No one will probably read this comment because its been a day since the OP, but I'm amazed at the quantity of people who are slamming this guy for wanting to research something that's admittedly interesting.
For starters, if the submitter is a CompSci student then he definately gets my kudos. Too many CS students are just focused on "I wanna learn C# so I can go make money!" as opposed to actually LEARNING.
Secondly, what happened to just plain geekiness of research and studying things because its fun and interesting? Does everything we do have to have some specific applicable purpose? If you say yes, you are thinking like the MBAs that always get bashed around here instead of a real nerd.
Who knows? Its unlikely, but possible that thinking about this problem somehow leads to a train of thought that solves P=NP or something.
"You cannot find out which view is the right one by science in the ordinary sense." - C.S. Lewis on Intelligent Design
First of all, the array and pointers are not the reason why a C program run slowly.
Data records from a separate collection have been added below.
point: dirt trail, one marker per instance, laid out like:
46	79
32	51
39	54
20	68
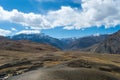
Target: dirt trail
66	74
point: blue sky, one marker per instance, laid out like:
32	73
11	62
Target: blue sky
59	18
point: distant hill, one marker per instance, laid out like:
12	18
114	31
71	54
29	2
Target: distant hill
24	45
39	38
63	44
109	45
86	42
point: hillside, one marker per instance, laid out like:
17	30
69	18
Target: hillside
109	45
63	44
24	46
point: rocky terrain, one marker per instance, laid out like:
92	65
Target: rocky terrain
26	60
20	64
109	45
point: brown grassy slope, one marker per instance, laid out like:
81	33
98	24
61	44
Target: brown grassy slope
23	45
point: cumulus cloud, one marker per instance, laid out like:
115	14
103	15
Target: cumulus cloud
93	13
29	32
4	32
13	29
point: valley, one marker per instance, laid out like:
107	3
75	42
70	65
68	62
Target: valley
20	59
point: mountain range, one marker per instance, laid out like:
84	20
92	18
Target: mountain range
97	44
63	44
109	45
24	45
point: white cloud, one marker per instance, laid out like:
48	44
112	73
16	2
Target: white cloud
45	0
13	29
4	32
29	32
93	13
97	34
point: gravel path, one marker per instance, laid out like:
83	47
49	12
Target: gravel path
65	74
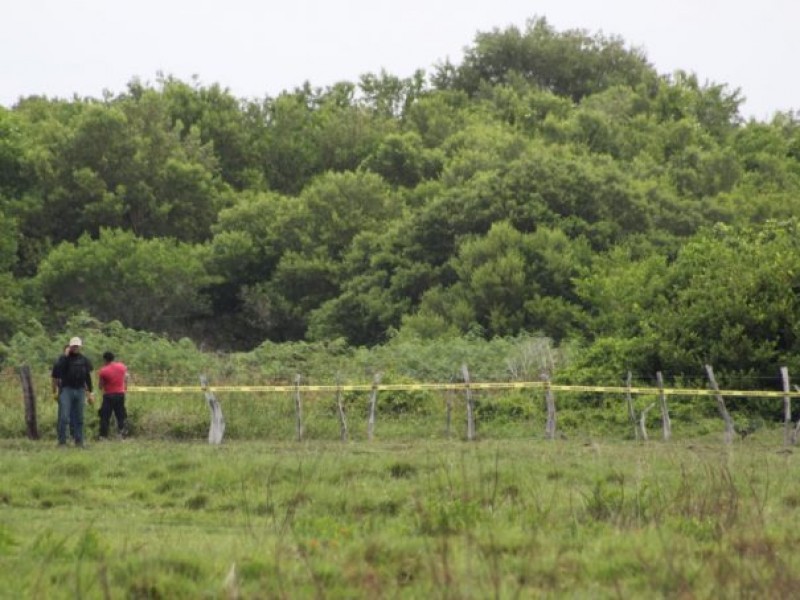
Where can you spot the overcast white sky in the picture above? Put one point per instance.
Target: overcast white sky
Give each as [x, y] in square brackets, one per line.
[257, 48]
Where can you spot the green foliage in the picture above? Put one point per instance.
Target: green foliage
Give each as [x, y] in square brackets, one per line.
[547, 182]
[517, 517]
[148, 284]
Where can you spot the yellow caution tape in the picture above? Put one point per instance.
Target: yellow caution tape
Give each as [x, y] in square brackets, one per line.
[516, 385]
"Unnecessary looping" is the cause of the problem. I have encountered and fixed many C programs created by programmers, who have left the company.
I have found that many programmers like use alot of for-loop and while-loop in their programs. Most of the time, the algorithm of their C programs can be modified to reduce the need for the loops and increase the speed of the C programs by 10 times or more.